In my mailman's case it was percentages. He said it just didn't make sense to him when he was told he should divide to find out what percent 18 is of 39. It had seemed to him that one ought to be multiplying. I acknowledged that percentages in school could be confusing and, switching from gardener to teacher, I suggested there were ways of thinking about percentages that might make more sense to him than what he remembered from school. He didn't pick up on my suggestion but rather—as if to assure me that he wasn't a mathematical incompetent—told me that as an adult he had figured out percentages and, without giving me an opportunity to find out how that had come about, continued on his way.
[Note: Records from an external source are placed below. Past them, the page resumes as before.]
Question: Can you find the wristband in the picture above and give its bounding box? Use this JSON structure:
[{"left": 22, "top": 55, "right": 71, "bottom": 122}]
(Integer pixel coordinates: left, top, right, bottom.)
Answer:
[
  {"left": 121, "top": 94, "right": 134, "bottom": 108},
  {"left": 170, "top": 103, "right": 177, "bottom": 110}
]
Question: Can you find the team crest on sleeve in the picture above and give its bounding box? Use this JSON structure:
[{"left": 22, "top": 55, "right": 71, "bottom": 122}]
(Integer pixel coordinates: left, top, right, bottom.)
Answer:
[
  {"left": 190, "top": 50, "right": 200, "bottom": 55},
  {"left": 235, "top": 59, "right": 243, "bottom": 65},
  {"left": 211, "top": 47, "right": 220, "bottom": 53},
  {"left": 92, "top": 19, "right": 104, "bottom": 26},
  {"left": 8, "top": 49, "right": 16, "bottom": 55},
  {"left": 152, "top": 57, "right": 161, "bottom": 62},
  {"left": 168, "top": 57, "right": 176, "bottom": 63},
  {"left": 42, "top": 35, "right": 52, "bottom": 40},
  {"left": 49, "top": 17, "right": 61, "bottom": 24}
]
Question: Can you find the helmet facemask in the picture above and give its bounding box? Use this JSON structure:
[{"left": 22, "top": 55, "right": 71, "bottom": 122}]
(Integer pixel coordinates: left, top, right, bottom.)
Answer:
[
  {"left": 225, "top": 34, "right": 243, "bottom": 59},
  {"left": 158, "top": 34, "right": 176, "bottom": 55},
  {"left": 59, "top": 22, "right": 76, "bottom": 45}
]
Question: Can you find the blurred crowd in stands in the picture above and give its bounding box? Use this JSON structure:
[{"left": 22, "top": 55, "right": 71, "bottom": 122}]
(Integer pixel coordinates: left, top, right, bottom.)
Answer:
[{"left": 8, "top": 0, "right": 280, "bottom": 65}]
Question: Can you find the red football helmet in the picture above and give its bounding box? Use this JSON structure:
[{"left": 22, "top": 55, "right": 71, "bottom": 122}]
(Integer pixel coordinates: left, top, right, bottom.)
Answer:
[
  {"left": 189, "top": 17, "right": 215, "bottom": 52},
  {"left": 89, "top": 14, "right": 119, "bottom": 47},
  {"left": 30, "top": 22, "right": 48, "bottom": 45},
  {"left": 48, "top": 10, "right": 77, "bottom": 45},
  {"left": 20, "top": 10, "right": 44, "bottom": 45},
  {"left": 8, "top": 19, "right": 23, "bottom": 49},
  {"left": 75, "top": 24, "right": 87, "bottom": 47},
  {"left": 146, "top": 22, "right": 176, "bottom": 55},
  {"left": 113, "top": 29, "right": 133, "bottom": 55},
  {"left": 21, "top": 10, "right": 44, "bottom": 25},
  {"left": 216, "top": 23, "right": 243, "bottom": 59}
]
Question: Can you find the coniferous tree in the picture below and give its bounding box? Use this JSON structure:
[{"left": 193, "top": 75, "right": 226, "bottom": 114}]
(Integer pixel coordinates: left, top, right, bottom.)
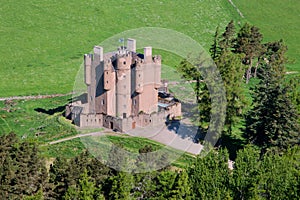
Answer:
[
  {"left": 171, "top": 170, "right": 191, "bottom": 200},
  {"left": 188, "top": 150, "right": 231, "bottom": 199},
  {"left": 216, "top": 50, "right": 246, "bottom": 134},
  {"left": 246, "top": 42, "right": 300, "bottom": 150},
  {"left": 234, "top": 23, "right": 263, "bottom": 83}
]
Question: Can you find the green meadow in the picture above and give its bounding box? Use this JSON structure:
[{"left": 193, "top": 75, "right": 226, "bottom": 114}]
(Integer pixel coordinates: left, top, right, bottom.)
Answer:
[
  {"left": 233, "top": 0, "right": 300, "bottom": 72},
  {"left": 0, "top": 0, "right": 238, "bottom": 97},
  {"left": 40, "top": 135, "right": 194, "bottom": 167}
]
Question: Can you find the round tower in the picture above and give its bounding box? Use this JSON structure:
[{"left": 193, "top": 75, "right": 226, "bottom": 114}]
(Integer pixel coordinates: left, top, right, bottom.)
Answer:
[{"left": 116, "top": 53, "right": 132, "bottom": 118}]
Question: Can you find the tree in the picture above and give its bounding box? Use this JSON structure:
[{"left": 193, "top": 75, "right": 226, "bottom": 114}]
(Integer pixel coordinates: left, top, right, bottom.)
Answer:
[
  {"left": 188, "top": 150, "right": 231, "bottom": 199},
  {"left": 171, "top": 170, "right": 191, "bottom": 200},
  {"left": 231, "top": 146, "right": 263, "bottom": 199},
  {"left": 234, "top": 23, "right": 263, "bottom": 83},
  {"left": 246, "top": 43, "right": 300, "bottom": 151},
  {"left": 219, "top": 20, "right": 236, "bottom": 51},
  {"left": 215, "top": 50, "right": 246, "bottom": 135}
]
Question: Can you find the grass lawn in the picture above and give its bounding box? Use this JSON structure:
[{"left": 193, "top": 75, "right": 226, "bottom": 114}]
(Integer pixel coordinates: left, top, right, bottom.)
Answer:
[
  {"left": 0, "top": 0, "right": 239, "bottom": 97},
  {"left": 233, "top": 0, "right": 300, "bottom": 72},
  {"left": 0, "top": 96, "right": 77, "bottom": 142},
  {"left": 40, "top": 135, "right": 194, "bottom": 167}
]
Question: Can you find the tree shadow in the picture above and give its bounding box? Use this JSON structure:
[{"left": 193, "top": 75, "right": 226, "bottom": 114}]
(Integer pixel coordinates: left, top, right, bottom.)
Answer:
[
  {"left": 167, "top": 120, "right": 204, "bottom": 143},
  {"left": 217, "top": 134, "right": 245, "bottom": 160},
  {"left": 34, "top": 105, "right": 66, "bottom": 115}
]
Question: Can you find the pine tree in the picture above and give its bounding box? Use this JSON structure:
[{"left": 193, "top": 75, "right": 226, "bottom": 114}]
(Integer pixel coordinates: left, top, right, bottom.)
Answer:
[
  {"left": 246, "top": 42, "right": 300, "bottom": 150},
  {"left": 231, "top": 146, "right": 263, "bottom": 199},
  {"left": 188, "top": 150, "right": 231, "bottom": 199},
  {"left": 216, "top": 50, "right": 246, "bottom": 135},
  {"left": 171, "top": 170, "right": 191, "bottom": 200},
  {"left": 234, "top": 23, "right": 263, "bottom": 83}
]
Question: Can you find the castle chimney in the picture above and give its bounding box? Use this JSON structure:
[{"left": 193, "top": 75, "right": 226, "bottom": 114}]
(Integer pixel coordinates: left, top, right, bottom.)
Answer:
[
  {"left": 84, "top": 54, "right": 92, "bottom": 85},
  {"left": 144, "top": 47, "right": 152, "bottom": 63},
  {"left": 94, "top": 46, "right": 103, "bottom": 62},
  {"left": 127, "top": 38, "right": 136, "bottom": 52}
]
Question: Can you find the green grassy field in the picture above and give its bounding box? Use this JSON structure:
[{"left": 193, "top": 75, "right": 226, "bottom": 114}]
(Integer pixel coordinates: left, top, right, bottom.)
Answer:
[
  {"left": 0, "top": 96, "right": 77, "bottom": 142},
  {"left": 233, "top": 0, "right": 300, "bottom": 71},
  {"left": 0, "top": 0, "right": 237, "bottom": 96},
  {"left": 40, "top": 135, "right": 194, "bottom": 167}
]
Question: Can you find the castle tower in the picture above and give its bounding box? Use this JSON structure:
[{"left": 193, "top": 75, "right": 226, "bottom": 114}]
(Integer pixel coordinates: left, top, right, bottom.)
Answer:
[
  {"left": 116, "top": 52, "right": 132, "bottom": 118},
  {"left": 135, "top": 60, "right": 144, "bottom": 93},
  {"left": 101, "top": 58, "right": 116, "bottom": 116}
]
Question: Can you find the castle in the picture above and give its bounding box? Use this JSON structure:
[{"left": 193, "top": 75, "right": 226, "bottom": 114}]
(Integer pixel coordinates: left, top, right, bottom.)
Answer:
[{"left": 66, "top": 38, "right": 181, "bottom": 132}]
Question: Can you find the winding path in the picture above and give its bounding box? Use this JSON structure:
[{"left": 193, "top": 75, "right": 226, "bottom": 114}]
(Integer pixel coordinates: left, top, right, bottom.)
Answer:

I can only surmise what confused my mailman. His reference to multiplying reminded me of what a colleague had mentioned a couple of days earlier: How he'd been put off by a teacher who told him, "In mathematics, 'of' means 'multiply'" when he knew that to find something like 1/3 of 48, one divided 48 by 3. My colleague isn't the only schoolchild to get the "'of' means 'multiply'" message. It's one I got and, I'm sure, countless others have gotten. I could imagine my mailman getting this message and then being told that to find what percent 18 is of 39, one divides. And I could imagine his reaction: "What do you mean? 'Of' means 'multiply,' and now you use the word and tell me to divide? I'm confused!"

I was struck by how vivid my mailman's recollections were. He could tell me the exact point, with an example, when mathematics became confusing to him. I've noticed that with other adults who, finding out I'm a math teacher, have told me their stories. There's a particular incident or topic they can identify that marked the beginning of their difficulties with math-a point at which mathematics stopped making sense. A point at which insight and intuitive understanding was overwhelmed by dicta-by authoritative pronouncements of propositions and procedures.

Mathematics by fiat doesn't work. When math is cast as a bunch of dictatorial rules to be followed regardless of understanding, it ultimately becomes a morass of confused and contradictory half-memorized, half-manufactured messages.

There are other ways to teach math. One doesn't have to dictate procedures at all. In my mailman's case, if the teacher had made clear what a percent is-through pictures, diagrams, and words-and then set the students to work collectively on a set of problems that built on their understanding, the students would have come up with appropriate ways of doing things. And the future mailman wouldn't have divided unless it made sense to him.

Of course, that's supposition on my part. I would have liked to continue my conversation with the mailman to get a better sense of what he remembers of his schooling in mathematics and what remnants of it remained in his adult life. If we really want to know how effective we've been as a nation in our mathematics instruction, we should be talking to the mailman, and a lot of other adults, rather than testing students at the end of grades 3, 5, and 8, or whenever, to see what they've crammed into their short-term memories.